A paradigm shift away from the 3D mathematical description developed by Schrödinger and others to describe how we see color could result in more vibrant computer screens, TVs, textiles, printed materials and more.
New research corrects a significant flaw in 3D mathematical space developed by Nobel Prize-winning physicist Erwin Schrödinger and others to describe how your eye distinguishes one color from another. This incorrect model has been used by scientists and industry for over 100 years. The study has the potential to drive scientific data visualizations, improve televisions and recalibrate the textile and dye industry.
“The assumed shape of color space requires a paradigm shift,” said Roxana Bujack, a computer scientist with a background in mathematics who creates scientific visualizations at Los Alamos National Laboratory. Bujack is lead author of the paper on the mathematics of color perception by a Los Alamos team. It was published in the Proceedings of the National Academy of Sciences.
“Our research shows that the current mathematical model of how the eye perceives color differences is wrong. That model was proposed by Bernhard Riemann and developed by Hermann von Helmholtz and Erwin Schrödinger – all giants in mathematics and physics – and proving one of them wrong is pretty much a scientist’s dream.”
Modeling human color perception enables automation of image processing, computer graphics, and visualization tasks.

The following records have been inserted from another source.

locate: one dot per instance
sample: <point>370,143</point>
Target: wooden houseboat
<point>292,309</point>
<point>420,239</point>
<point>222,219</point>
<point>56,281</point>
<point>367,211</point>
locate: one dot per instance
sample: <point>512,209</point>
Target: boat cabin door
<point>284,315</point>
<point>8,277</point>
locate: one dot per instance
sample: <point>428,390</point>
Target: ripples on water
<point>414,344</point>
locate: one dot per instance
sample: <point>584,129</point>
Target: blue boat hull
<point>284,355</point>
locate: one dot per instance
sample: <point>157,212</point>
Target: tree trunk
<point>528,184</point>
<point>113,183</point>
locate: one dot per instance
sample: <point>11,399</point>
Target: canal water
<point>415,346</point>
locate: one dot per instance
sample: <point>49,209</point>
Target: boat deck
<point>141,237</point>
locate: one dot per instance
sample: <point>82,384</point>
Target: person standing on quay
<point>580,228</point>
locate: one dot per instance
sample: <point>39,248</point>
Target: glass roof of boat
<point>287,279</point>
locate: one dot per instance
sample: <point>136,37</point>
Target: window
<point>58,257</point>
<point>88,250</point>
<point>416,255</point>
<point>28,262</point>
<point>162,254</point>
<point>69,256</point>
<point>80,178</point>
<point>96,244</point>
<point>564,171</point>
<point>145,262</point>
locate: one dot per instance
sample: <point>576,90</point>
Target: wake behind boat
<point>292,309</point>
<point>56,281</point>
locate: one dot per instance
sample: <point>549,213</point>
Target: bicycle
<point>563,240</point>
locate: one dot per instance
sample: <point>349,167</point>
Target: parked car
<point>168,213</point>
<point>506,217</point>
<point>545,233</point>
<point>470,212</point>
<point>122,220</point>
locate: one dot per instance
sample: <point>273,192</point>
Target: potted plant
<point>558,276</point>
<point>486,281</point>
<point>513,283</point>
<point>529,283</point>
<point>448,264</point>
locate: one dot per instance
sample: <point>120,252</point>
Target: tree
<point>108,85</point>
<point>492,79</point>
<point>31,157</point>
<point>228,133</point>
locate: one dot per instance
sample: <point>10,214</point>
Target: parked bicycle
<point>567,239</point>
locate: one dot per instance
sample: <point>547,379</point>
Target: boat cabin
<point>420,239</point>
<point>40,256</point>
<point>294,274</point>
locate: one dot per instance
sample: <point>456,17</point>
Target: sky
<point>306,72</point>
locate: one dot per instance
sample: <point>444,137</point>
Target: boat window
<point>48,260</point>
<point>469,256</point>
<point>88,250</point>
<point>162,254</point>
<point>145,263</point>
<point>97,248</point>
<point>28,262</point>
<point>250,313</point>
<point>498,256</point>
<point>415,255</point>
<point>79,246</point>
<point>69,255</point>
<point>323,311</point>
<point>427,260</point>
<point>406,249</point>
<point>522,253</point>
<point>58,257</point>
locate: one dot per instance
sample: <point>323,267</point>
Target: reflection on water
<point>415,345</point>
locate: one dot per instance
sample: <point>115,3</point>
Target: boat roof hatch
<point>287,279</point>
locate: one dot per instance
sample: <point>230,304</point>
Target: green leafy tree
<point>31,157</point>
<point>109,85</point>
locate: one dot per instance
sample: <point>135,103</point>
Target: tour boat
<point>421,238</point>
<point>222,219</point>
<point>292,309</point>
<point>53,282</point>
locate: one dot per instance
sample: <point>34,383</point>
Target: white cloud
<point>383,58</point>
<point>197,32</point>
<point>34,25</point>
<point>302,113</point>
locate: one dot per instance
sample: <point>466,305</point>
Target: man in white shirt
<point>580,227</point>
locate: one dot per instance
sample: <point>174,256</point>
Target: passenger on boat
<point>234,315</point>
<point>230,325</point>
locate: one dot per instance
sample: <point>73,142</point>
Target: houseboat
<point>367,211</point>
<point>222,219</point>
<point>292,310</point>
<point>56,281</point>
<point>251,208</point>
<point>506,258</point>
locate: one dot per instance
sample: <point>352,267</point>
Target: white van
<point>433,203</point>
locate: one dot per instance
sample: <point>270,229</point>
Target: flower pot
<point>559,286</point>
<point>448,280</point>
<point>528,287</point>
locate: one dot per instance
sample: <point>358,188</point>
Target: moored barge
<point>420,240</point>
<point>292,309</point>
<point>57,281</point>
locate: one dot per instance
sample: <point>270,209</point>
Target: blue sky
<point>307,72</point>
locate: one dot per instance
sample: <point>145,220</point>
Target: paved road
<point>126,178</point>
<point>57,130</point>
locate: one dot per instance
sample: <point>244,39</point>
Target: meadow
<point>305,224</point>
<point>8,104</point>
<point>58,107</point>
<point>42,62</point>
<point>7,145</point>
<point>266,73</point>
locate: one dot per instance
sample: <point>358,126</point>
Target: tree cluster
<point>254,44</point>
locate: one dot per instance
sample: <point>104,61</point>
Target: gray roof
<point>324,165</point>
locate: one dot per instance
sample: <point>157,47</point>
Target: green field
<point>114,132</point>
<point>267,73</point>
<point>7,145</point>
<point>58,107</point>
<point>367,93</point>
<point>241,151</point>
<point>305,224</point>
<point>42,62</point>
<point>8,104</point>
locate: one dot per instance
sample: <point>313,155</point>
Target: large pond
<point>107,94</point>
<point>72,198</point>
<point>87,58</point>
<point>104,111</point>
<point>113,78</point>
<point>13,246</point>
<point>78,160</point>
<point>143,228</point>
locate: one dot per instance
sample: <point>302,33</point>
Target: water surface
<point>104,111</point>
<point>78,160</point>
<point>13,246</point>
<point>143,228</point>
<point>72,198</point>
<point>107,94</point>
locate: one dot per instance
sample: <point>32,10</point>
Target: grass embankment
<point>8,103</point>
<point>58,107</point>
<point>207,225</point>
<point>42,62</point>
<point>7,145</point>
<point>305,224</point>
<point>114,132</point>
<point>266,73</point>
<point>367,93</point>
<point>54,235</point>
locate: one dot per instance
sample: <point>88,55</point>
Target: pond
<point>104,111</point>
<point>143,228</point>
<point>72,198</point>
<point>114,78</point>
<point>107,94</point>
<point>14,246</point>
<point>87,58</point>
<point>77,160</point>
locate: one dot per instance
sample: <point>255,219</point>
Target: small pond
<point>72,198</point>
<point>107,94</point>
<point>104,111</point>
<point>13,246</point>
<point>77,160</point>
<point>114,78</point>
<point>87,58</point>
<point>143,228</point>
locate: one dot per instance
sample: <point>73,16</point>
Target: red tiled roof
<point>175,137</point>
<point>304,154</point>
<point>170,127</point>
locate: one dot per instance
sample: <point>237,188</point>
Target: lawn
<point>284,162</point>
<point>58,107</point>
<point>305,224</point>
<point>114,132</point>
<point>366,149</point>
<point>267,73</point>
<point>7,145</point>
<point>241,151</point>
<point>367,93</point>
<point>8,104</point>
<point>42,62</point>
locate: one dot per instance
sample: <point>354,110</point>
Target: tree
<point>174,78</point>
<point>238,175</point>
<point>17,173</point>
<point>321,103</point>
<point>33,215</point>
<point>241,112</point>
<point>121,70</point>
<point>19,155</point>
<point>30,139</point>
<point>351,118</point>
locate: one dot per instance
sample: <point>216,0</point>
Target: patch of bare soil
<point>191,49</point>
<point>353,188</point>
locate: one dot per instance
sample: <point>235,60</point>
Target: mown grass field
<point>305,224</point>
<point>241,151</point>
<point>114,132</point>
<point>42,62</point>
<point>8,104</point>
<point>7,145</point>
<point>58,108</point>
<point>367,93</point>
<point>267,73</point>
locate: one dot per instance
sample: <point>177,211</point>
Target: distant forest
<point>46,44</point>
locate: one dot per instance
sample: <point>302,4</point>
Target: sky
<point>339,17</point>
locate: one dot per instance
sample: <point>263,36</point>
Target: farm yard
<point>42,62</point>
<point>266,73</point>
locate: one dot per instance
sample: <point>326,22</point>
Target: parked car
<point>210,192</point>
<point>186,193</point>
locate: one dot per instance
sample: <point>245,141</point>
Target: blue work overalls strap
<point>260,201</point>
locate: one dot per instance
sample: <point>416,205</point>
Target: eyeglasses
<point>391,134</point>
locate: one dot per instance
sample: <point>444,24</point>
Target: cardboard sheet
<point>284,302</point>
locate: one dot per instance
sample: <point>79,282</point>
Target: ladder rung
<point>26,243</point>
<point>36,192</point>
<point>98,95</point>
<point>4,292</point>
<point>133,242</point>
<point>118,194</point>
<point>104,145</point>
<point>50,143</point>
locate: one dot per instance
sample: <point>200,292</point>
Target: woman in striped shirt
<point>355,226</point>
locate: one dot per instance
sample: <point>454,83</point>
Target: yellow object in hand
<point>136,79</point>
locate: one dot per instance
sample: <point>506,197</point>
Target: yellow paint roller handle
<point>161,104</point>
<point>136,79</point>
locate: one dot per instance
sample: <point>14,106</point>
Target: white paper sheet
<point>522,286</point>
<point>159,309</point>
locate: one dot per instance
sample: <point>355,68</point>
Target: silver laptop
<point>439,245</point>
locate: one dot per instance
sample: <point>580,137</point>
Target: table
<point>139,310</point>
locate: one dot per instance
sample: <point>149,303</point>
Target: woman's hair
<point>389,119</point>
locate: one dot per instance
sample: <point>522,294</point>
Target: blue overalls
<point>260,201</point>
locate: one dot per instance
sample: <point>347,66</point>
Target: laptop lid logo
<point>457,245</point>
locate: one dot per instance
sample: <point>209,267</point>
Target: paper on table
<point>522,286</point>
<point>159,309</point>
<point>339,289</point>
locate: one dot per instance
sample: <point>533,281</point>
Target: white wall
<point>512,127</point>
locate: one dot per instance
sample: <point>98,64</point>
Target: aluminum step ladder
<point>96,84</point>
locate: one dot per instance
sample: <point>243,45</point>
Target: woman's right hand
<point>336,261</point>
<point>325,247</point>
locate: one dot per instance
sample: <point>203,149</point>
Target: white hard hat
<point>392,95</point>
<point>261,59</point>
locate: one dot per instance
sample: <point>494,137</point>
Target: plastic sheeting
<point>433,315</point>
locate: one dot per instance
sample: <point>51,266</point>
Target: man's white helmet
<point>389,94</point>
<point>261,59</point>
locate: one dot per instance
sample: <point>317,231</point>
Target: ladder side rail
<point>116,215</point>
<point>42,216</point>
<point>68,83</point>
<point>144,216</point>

A team from Los Alamos is correcting math used by scientists, including Nobel Prize-winning physicist Erwin Schrödinger, to describe how your eye distinguishes one color from another.
“Our original idea was to develop algorithms to automatically enhance color maps for data visualization so that they are easier to understand and interpret,” says Bujack. So the research team was surprised to find that they were the first to discover that the long-standing application of Riemann geometry, which can generalize straight lines to curved surfaces, didn’t work.
An accurate mathematical model of perceived color space is needed to create industry standards. The first attempts made use of Euclidean spaces – the familiar geometry taught in many high schools. Later, more advanced models used the Riemann geometry. The models plot red, green and blue in 3D space. Those are the colors most strongly detected by light-detecting cones on our retina, and – unsurprisingly – the colors that blend together to create all the images on your RGB computer screen.
In the study, which combines psychology, biology and mathematics, Bujack and her colleagues found that using Riemann geometry overestimated the perception of large color differences. This is because people consider a large color difference to be less than the sum you would get when you add up small color differences that are between two widely separated shades.
The Riemann geometry cannot explain this effect.
“We weren’t expecting this and we don’t know the exact geometry of this new color space yet,” Bujack said. “We might think about it normally, but with an added damping or weighting function that pulls long distances in, making them shorter. But we can’t prove it yet.”
Reference: “The non-Riemannian nature of perceptual color space” by Roxana Bujack, Emily Teti, Jonah Miller, Elektra Caffrey and Terece L. Turton, Apr 29, 2022, Proceedings of the National Academy of Sciences.
Funding: Los Alamos National Laboratory’s lab-driven research and development program.